Join us for The Early Feeding Skills Assessment Tool: A Guide to Cue-based Feeding

Please plan to join Dr. Suzanne Thoyre and I on August 29-30, 2023, in Baltimore at Greater Baltimore Medical Center for a Train-the-Trainer session on The Early Feeding Skills (EFS) Assessment Tool: A Guide to Cue-Based feeding in the NICU.

Bring your colleagues, or your whole feeding team! We are aiming for an interdisciplinary-professional group, putting our heads together to improve feeding experiences for our most vulnerable infants. We hope to see you in Baltimore! 

Learn to use the EFS to effectively plan and provide an infant-guided approach to feeding.

Simultaneously learn to train others back home to use the EFS to strengthen your unit’s feeding care. Review current research, the role of experience, dynamic systems theory, and feeding outcomes after NICU. Videotapes with enhanced audio of swallowing and breathing to learn key skill areas of the EFS: respiratory regulation, oral motor and swallowing function, physiologic stability, engagement, and change in coordination patterns of s-s-b as infants develop. Gain confidence scoring early feeding skills as not yet evident, emerging or established. Learn components of an infant-guided, co-regulated approach to feeding and contingent adaptations that make this approach so effective, using the EFS to plan individualized interventions. Receive teaching resources to take back to your unit to train others to use the EFS. As a group, we will network and navigate challenging issues and role-model a collaborative feeding practice.

The EFS provides a means of identifying, for individual preterm infants, areas of strength and areas in which support is required to accomplish safe and effective feeding. All too often during oral feeding, infants experience multiple episodes of oxygen desaturation, increased energy expended in response to stress, and fatigue. Possible negative sequelae of recurring stress are often unnoticed, disregarded, or minimized. Through developmental conceptualization of specific infant feeding skills, the EFS provides an infant-focused framework for planning individualized interventions.In addition, the EFS provides a means for assessing infant readiness to engage in oral feeding and for evaluating infant response to a feeding, including any interventions employed.

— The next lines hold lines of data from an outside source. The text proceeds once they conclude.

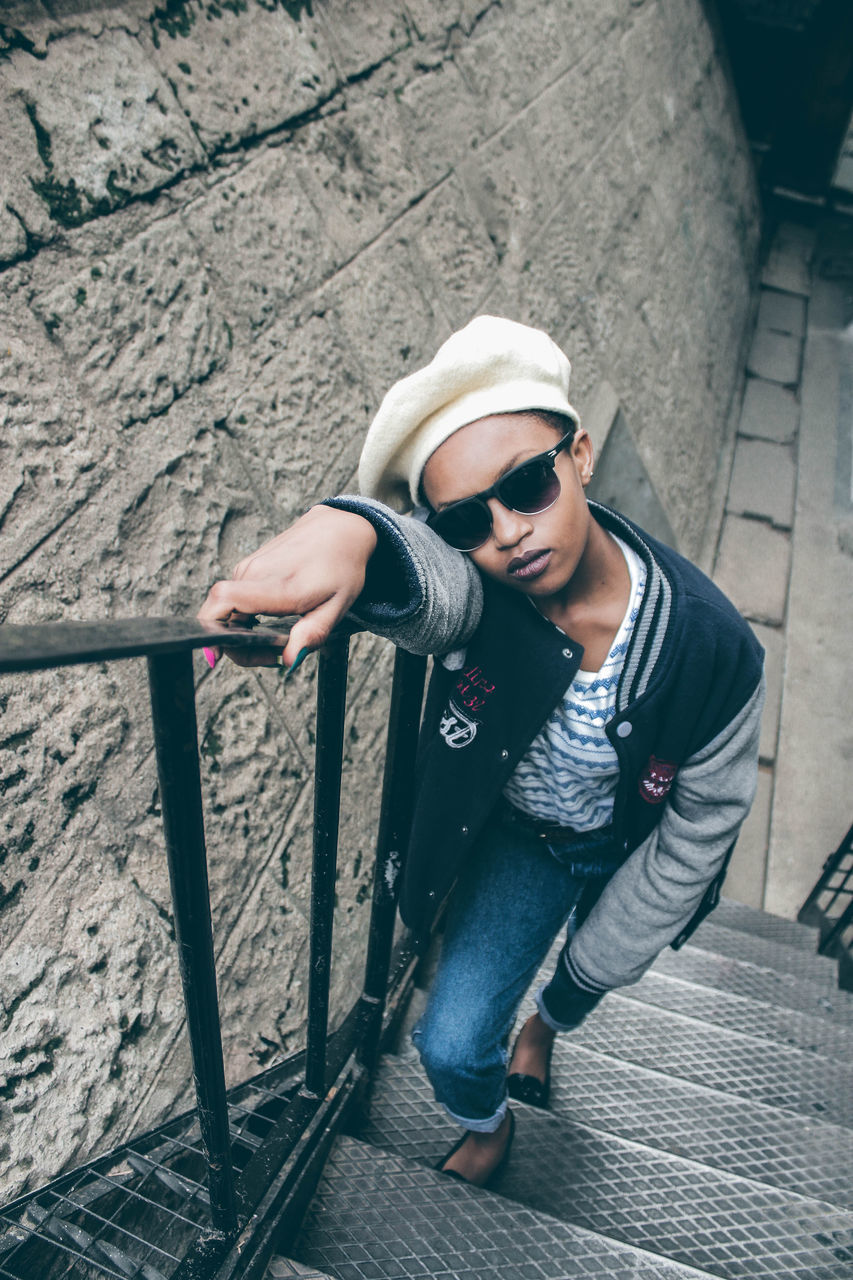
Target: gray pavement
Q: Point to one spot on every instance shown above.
(785, 557)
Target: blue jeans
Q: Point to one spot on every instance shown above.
(515, 892)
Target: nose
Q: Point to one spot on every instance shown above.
(507, 526)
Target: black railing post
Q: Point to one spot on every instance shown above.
(331, 707)
(173, 712)
(395, 819)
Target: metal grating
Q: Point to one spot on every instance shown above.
(282, 1269)
(763, 951)
(785, 1151)
(748, 1016)
(726, 1061)
(136, 1211)
(379, 1216)
(762, 924)
(715, 1221)
(706, 969)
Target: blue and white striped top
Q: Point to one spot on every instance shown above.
(569, 773)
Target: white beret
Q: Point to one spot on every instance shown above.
(489, 366)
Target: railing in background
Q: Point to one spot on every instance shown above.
(144, 1211)
(830, 908)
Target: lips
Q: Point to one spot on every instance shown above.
(530, 565)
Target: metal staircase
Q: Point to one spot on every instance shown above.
(701, 1125)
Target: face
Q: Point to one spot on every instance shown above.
(537, 554)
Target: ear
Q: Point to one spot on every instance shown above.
(583, 456)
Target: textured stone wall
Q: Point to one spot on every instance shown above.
(226, 227)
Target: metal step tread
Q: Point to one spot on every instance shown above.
(781, 1148)
(282, 1269)
(757, 982)
(723, 1060)
(774, 928)
(377, 1215)
(679, 1208)
(742, 1014)
(781, 956)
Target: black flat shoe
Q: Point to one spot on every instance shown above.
(496, 1173)
(529, 1088)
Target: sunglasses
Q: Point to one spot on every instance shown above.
(529, 489)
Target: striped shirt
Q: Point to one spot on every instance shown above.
(570, 769)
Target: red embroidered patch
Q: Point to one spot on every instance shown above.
(657, 780)
(473, 689)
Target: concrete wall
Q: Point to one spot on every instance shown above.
(226, 227)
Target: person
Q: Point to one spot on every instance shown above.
(589, 739)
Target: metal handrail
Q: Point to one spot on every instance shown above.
(830, 908)
(245, 1208)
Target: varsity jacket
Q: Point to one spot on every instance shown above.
(685, 730)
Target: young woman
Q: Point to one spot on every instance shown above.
(591, 735)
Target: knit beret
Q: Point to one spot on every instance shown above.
(489, 366)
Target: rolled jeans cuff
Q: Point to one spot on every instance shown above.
(564, 1010)
(489, 1125)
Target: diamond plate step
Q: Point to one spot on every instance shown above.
(740, 978)
(377, 1215)
(720, 1223)
(723, 1060)
(792, 1152)
(762, 951)
(774, 928)
(740, 1014)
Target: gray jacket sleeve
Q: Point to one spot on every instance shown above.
(419, 592)
(658, 888)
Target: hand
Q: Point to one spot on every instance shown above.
(315, 568)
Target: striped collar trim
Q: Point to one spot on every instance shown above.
(656, 607)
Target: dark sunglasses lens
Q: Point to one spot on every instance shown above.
(530, 488)
(465, 526)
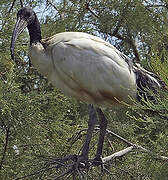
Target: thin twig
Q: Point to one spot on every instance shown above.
(90, 10)
(55, 7)
(118, 154)
(13, 3)
(21, 3)
(5, 147)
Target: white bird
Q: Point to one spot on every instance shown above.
(85, 67)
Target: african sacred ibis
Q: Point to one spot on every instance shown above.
(85, 67)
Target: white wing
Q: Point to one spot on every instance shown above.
(88, 68)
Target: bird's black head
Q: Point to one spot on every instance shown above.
(26, 17)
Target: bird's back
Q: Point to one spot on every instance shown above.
(88, 68)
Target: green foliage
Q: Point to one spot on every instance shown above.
(37, 120)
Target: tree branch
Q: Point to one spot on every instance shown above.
(5, 148)
(55, 7)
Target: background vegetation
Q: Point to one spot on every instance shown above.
(37, 120)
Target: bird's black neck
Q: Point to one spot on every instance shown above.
(34, 31)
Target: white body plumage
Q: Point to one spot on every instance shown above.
(85, 67)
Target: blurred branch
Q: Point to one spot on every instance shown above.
(5, 147)
(90, 10)
(13, 3)
(118, 154)
(55, 7)
(115, 32)
(21, 3)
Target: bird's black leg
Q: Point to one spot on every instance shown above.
(91, 125)
(103, 126)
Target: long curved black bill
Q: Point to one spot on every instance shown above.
(18, 29)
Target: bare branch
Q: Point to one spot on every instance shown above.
(118, 154)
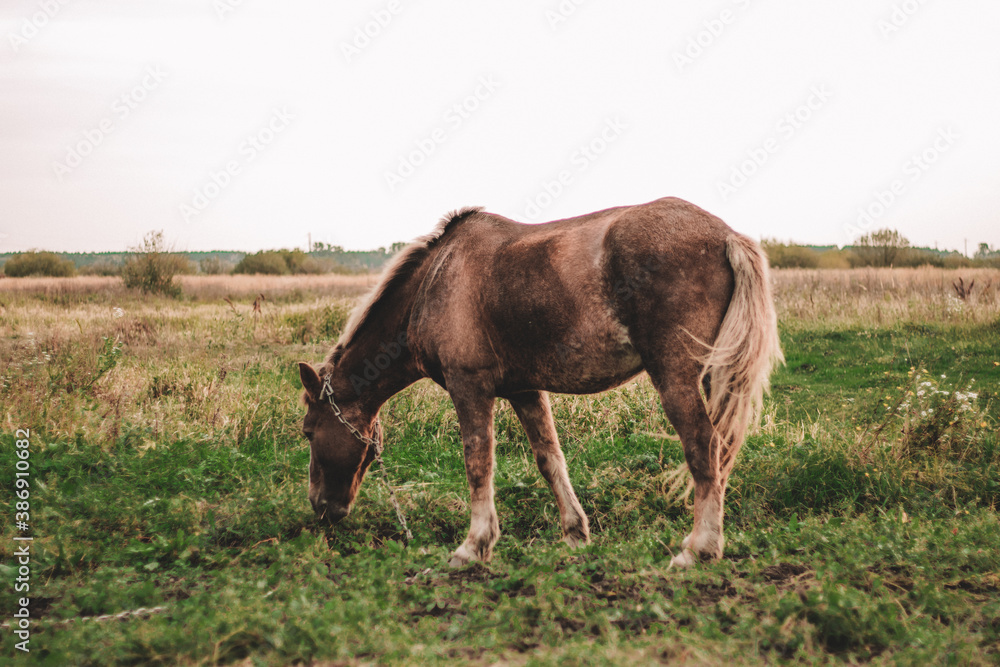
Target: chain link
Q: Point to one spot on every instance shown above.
(327, 392)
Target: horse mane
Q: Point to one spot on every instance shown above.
(396, 274)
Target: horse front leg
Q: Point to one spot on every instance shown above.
(533, 410)
(475, 418)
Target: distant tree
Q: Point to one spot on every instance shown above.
(151, 268)
(102, 267)
(789, 256)
(278, 263)
(267, 262)
(884, 247)
(38, 263)
(214, 266)
(834, 259)
(986, 252)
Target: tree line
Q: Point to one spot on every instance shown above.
(882, 248)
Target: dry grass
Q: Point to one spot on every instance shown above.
(198, 287)
(875, 297)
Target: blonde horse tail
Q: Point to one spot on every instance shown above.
(738, 366)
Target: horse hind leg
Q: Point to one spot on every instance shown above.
(535, 414)
(685, 408)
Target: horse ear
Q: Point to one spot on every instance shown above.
(310, 380)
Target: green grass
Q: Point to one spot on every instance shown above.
(168, 469)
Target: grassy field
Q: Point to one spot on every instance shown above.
(167, 470)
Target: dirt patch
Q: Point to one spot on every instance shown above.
(711, 593)
(441, 608)
(783, 573)
(984, 586)
(475, 572)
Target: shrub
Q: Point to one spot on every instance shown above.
(885, 247)
(35, 263)
(269, 262)
(102, 267)
(151, 269)
(213, 266)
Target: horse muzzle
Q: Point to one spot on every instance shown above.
(329, 512)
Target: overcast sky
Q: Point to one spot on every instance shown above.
(247, 124)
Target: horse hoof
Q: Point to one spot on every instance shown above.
(461, 557)
(683, 560)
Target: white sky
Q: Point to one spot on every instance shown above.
(669, 128)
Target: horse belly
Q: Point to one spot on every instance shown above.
(584, 362)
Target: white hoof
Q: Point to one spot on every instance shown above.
(462, 556)
(683, 560)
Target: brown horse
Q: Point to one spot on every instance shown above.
(487, 308)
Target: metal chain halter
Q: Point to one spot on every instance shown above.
(327, 393)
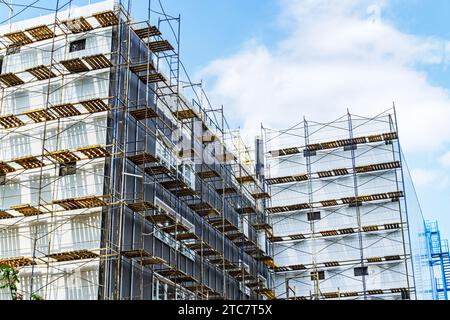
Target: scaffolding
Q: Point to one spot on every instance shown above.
(439, 259)
(148, 179)
(338, 210)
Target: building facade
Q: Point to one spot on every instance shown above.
(113, 183)
(346, 221)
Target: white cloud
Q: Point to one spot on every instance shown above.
(337, 55)
(445, 159)
(426, 178)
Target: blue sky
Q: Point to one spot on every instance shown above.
(216, 30)
(323, 56)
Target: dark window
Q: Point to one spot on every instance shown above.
(355, 204)
(309, 153)
(350, 147)
(314, 216)
(13, 49)
(319, 274)
(77, 45)
(406, 295)
(361, 271)
(68, 169)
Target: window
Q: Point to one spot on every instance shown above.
(309, 153)
(77, 45)
(350, 147)
(67, 169)
(355, 204)
(13, 49)
(361, 271)
(319, 275)
(406, 295)
(312, 216)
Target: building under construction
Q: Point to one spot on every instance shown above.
(346, 220)
(118, 180)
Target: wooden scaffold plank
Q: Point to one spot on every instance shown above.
(11, 80)
(29, 162)
(5, 215)
(27, 210)
(75, 65)
(39, 115)
(78, 25)
(98, 61)
(5, 168)
(41, 32)
(18, 38)
(81, 203)
(63, 156)
(17, 262)
(94, 152)
(147, 32)
(107, 18)
(186, 114)
(73, 255)
(152, 78)
(157, 170)
(141, 206)
(94, 105)
(142, 113)
(143, 158)
(160, 46)
(142, 67)
(11, 121)
(41, 72)
(65, 110)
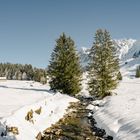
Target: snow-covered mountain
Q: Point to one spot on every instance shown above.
(128, 52)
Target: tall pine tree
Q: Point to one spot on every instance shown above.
(104, 65)
(64, 69)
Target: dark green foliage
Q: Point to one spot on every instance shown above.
(104, 65)
(119, 76)
(22, 72)
(137, 72)
(64, 69)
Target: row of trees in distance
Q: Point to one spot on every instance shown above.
(22, 72)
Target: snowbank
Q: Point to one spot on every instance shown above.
(119, 114)
(19, 97)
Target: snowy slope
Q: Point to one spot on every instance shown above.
(19, 97)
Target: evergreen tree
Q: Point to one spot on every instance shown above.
(104, 65)
(119, 76)
(137, 72)
(64, 69)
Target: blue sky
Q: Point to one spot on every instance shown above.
(29, 28)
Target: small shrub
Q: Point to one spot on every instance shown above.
(29, 116)
(38, 111)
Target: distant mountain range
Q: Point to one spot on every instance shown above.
(128, 51)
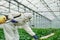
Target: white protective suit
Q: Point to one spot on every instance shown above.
(10, 29)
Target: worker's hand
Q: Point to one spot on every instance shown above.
(14, 21)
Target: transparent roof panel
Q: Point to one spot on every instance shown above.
(43, 7)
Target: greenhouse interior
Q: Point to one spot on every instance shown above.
(45, 19)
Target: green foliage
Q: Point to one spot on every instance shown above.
(38, 31)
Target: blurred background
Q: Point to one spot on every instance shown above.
(46, 16)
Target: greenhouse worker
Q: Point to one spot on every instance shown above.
(15, 20)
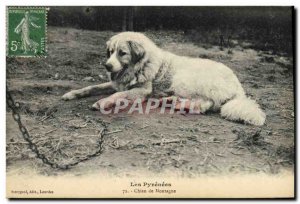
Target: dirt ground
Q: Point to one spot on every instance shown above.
(187, 145)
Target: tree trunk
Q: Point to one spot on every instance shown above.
(130, 18)
(124, 20)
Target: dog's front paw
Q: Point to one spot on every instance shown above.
(69, 96)
(103, 104)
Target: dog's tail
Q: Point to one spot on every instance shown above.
(245, 109)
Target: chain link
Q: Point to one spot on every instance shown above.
(34, 148)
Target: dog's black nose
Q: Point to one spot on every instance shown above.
(108, 67)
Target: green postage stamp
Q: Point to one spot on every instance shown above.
(26, 31)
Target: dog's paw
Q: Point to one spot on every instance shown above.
(103, 104)
(69, 96)
(95, 106)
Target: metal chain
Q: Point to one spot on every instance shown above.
(34, 148)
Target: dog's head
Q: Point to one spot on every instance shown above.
(123, 52)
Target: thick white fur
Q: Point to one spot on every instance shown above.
(212, 82)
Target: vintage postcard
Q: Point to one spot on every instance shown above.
(150, 102)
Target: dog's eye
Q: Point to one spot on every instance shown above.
(122, 53)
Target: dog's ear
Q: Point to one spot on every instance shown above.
(137, 51)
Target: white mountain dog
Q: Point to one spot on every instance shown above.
(139, 69)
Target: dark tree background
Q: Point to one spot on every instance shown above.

Assessment and intervention are integrated functions. As infants are fed and their capacities assessed, caregiver behaviors and assessment foci must be adjusted for the individual infant. If he stops sucking spontaneously only on occasion, for example, the infant probably needs a brief imposed break from sucking to support regulation of breathing and to prevent fatigue and/or physiologic dysregulation. If the infant does not root when his lips are stroked, indicating lack of readiness to feed, the feeder explores reasons for this. If the infant has difficulty coordinating swallowing and breathing, the feeder is more alert to his capacity to manage the bolus of fluid given the frequency of sucks and the duration of sucking bursts. The feeder will want to help prevent abbreviated or missed breaths for the infant, to listen more closely for complete and safe swallowing, and to explore the need for a sidelying feeding position, low-flow nipples, pacing strategies, or more extensive swallowing evaluation by a pediatric therapist. Thorough and ongoing assessment is an essential component of feeding practice, particularly for infants early in their skill development. 

Not only does the EFS provide a pathway for your NICU team to infant-guide feeding , but it also has been shown to have strong psychometric properties for use in research. See:  Thoyre, S. M., Pados, B. F., Shaker, C. S., Fuller, K., & Park, J. (2018). Psychometric Properties of the Early Feeding Skills Assessment Tool. Advances in Neonatal Care, 18(5), E13-E23.